According to the press release, the bill will invest “in public-private partnerships to ensure scientists and researchers are able to develop new safe and effective drugs”; shrink product development timelines; increase the number of drugs in the development pipeline; and expedite “the Food and Drug Administration (FDA) review process so that drugs can be brought more quickly to market to the patients who need them.”
But the legislation fails to address what actually impedes the development of important new medicines. Either the legislators who oversee the FDA and control the nation’s coffers are woefully uninformed or they’re poseurs more concerned with posturing than public health. (Neither of those would be a first.)

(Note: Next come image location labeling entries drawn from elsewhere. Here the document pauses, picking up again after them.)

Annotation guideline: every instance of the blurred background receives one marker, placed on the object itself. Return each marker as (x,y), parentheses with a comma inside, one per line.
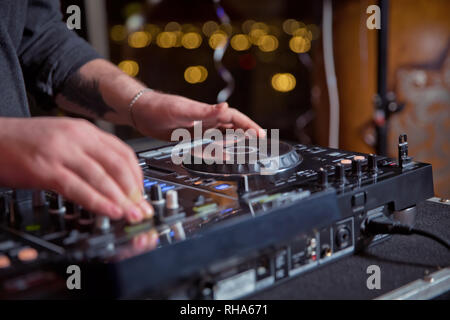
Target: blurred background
(309,68)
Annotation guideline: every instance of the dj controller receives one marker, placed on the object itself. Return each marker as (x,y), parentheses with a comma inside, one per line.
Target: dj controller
(223,231)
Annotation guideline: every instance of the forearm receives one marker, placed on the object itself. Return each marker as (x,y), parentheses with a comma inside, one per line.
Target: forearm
(99,90)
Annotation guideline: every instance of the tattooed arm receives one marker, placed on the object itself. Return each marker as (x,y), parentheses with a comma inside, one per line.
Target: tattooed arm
(99,90)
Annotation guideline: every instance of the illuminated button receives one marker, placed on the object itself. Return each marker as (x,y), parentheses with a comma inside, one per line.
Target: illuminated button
(150,154)
(223,186)
(205,208)
(4,262)
(165,189)
(27,254)
(149,183)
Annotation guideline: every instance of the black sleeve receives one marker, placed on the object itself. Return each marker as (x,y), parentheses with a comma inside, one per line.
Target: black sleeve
(49,52)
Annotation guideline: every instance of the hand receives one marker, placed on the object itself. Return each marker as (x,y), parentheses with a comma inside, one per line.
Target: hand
(75,159)
(157,115)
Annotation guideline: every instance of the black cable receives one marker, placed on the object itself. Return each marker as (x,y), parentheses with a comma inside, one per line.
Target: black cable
(384,225)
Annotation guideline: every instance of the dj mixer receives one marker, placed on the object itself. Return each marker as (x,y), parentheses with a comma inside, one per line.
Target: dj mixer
(223,231)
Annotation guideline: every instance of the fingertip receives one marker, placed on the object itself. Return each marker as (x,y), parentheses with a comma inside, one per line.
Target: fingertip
(115,212)
(221,105)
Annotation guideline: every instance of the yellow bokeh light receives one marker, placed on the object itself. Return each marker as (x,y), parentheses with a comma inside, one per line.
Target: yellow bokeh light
(209,28)
(283,82)
(191,40)
(218,39)
(118,33)
(195,74)
(172,26)
(256,35)
(179,36)
(227,28)
(139,39)
(130,67)
(260,26)
(240,42)
(166,39)
(300,44)
(268,43)
(153,29)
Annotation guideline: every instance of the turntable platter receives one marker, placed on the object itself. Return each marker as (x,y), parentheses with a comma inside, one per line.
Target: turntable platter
(246,156)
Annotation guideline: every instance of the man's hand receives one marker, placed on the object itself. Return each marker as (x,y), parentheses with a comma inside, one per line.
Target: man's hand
(75,159)
(100,89)
(158,114)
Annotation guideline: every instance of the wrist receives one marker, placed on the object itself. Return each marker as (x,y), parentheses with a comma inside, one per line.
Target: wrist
(134,103)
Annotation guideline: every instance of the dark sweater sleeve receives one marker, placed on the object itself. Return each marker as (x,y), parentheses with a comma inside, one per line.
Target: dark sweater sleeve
(49,52)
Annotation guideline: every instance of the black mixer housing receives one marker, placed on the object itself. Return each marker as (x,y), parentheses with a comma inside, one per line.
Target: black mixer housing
(230,235)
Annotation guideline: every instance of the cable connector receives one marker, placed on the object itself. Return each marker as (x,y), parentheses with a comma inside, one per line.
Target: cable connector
(384,225)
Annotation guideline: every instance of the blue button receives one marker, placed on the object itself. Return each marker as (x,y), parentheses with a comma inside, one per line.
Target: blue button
(149,183)
(167,188)
(222,186)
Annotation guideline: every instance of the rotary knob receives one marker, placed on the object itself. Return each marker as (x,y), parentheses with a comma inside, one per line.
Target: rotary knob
(322,176)
(372,163)
(156,195)
(340,174)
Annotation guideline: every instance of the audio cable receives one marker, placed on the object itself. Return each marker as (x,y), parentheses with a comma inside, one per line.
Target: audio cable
(384,225)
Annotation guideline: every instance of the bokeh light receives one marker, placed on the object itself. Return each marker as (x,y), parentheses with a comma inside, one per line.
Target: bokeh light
(258,30)
(218,39)
(299,44)
(283,82)
(166,39)
(209,28)
(191,40)
(268,43)
(139,39)
(240,42)
(130,67)
(195,74)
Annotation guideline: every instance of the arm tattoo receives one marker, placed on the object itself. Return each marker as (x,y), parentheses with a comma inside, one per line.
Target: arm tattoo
(86,94)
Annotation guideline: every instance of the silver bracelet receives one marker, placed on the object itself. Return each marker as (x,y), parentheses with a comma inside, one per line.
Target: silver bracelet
(135,99)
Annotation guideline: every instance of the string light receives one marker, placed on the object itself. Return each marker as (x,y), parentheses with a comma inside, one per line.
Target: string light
(209,28)
(299,44)
(218,39)
(166,39)
(195,74)
(283,82)
(268,43)
(240,42)
(130,67)
(191,40)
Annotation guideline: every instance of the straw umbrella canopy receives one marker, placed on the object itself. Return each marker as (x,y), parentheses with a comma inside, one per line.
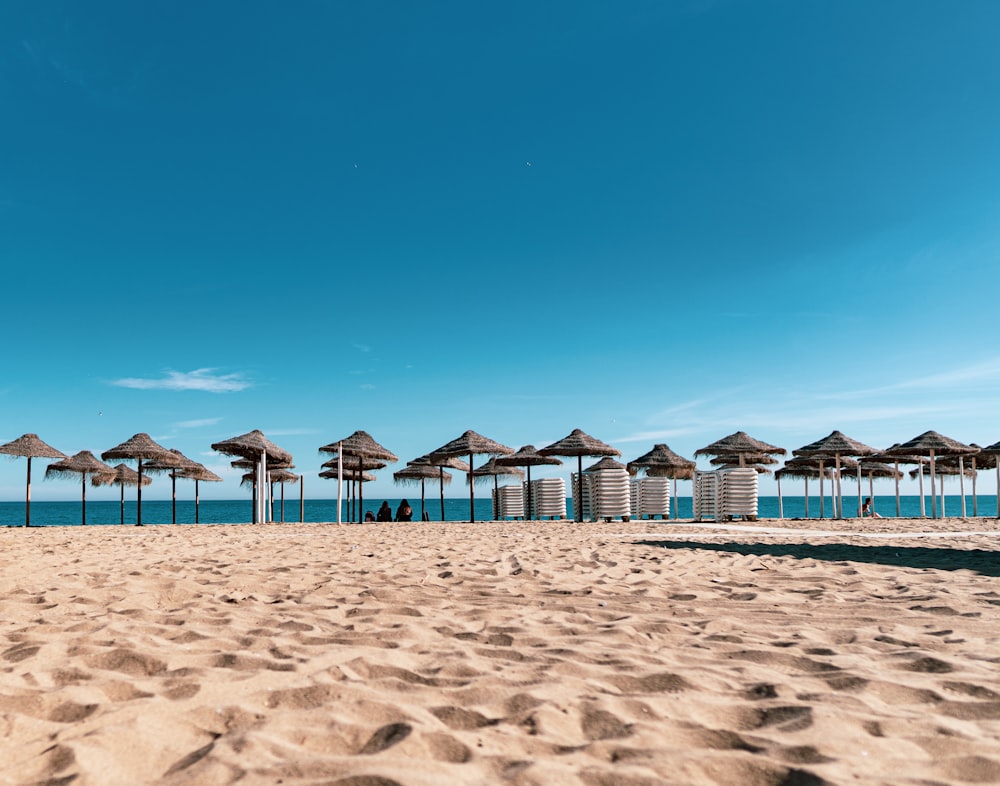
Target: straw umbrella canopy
(469,444)
(452,462)
(256,447)
(139,447)
(837,444)
(493,469)
(739,444)
(358,447)
(30,446)
(414,473)
(527,457)
(183,462)
(578,443)
(83,463)
(198,474)
(932,445)
(121,476)
(804,468)
(279,475)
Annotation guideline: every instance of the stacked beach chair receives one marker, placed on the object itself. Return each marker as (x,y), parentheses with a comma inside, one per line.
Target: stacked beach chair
(548,498)
(725,493)
(739,492)
(651,497)
(605,494)
(508,503)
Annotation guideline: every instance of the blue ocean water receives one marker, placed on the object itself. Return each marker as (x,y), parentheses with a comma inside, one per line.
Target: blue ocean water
(44,513)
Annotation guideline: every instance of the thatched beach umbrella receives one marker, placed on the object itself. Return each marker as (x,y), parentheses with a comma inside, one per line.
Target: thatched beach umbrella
(493,469)
(470,444)
(527,457)
(804,468)
(739,444)
(414,473)
(932,445)
(871,468)
(30,446)
(83,463)
(837,444)
(578,443)
(178,465)
(138,448)
(256,447)
(354,450)
(198,474)
(666,464)
(280,476)
(440,462)
(122,476)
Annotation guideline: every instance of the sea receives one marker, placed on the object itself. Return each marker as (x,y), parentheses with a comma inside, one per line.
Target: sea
(239,511)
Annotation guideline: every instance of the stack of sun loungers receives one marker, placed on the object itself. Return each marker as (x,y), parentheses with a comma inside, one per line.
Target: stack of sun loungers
(651,497)
(548,498)
(725,493)
(705,497)
(508,502)
(605,494)
(739,492)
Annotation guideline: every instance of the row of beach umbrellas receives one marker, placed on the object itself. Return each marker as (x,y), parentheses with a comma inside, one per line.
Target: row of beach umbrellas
(355,457)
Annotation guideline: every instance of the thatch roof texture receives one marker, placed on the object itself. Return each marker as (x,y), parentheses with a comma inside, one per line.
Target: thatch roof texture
(662,462)
(360,443)
(931,443)
(139,447)
(83,463)
(737,443)
(835,444)
(579,443)
(30,446)
(253,445)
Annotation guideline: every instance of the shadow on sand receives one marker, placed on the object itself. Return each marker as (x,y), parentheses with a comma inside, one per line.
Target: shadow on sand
(978,560)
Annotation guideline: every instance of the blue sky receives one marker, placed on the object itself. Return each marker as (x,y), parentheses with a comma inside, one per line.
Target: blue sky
(655,221)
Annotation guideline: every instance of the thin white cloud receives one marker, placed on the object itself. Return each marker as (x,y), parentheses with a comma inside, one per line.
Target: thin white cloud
(200,379)
(198,423)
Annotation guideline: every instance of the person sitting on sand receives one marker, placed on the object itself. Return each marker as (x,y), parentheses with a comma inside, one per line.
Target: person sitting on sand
(404,512)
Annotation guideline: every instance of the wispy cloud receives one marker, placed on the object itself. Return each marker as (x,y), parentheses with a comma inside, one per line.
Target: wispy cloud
(198,423)
(200,379)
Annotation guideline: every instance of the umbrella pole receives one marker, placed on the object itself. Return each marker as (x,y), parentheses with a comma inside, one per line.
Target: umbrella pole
(933,495)
(472,493)
(27,498)
(895,466)
(821,499)
(975,502)
(961,482)
(920,479)
(441,477)
(138,498)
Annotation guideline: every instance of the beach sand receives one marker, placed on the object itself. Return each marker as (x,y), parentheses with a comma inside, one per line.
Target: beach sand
(636,653)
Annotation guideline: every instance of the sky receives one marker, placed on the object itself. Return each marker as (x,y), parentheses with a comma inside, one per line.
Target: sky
(655,221)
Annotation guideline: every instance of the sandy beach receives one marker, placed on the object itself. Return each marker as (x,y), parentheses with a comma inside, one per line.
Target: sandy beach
(646,652)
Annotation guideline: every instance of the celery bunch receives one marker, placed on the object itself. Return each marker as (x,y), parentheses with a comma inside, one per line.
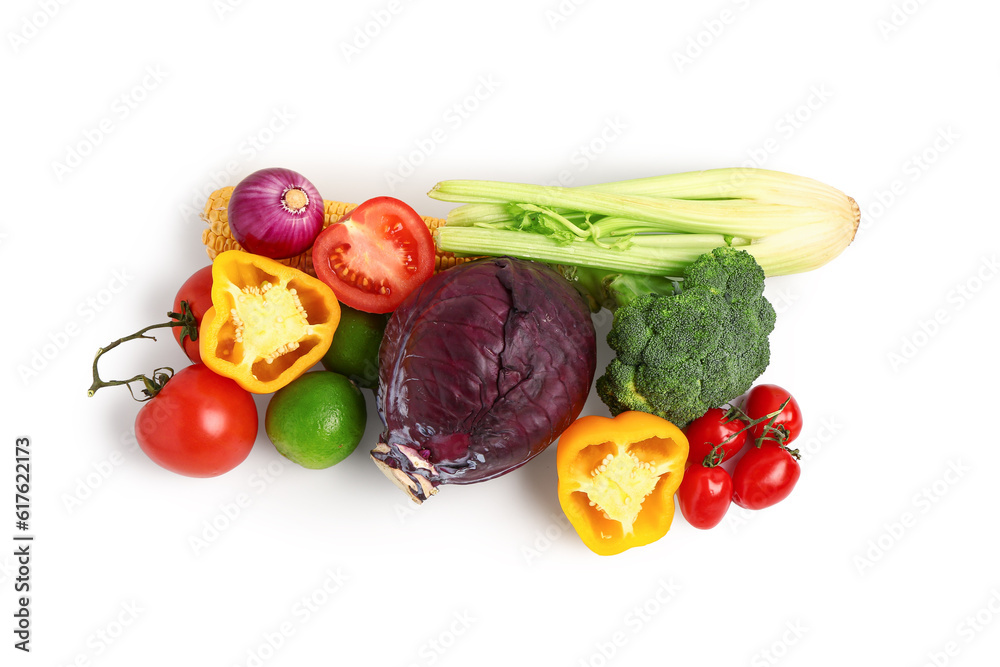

There is currently plenty in the development pipeline. The federal government has already announced a boost in spending on research and development for Alzheimer’s Disease so that the Department of Health and Human Services’s spending in the next fiscal year (FY 2013) alone would exceed $500 million. Moreover, drug companies currently spend more than $65 billion on pharmaceutical R&D, and they know better than anyone that the big payoffs will be for treatments for the kinds of prevalent chronic diseases targeted by the legislation.
For example, more than a hundred drugs are currently in development for Alzheimer’s Disease, dementias, and other cognition disorders, and almost 900 medicines are being tested for cancer. The treatments involve drastically different approaches, including vaccines, human gene therapy, and orally administered and injectable medicines.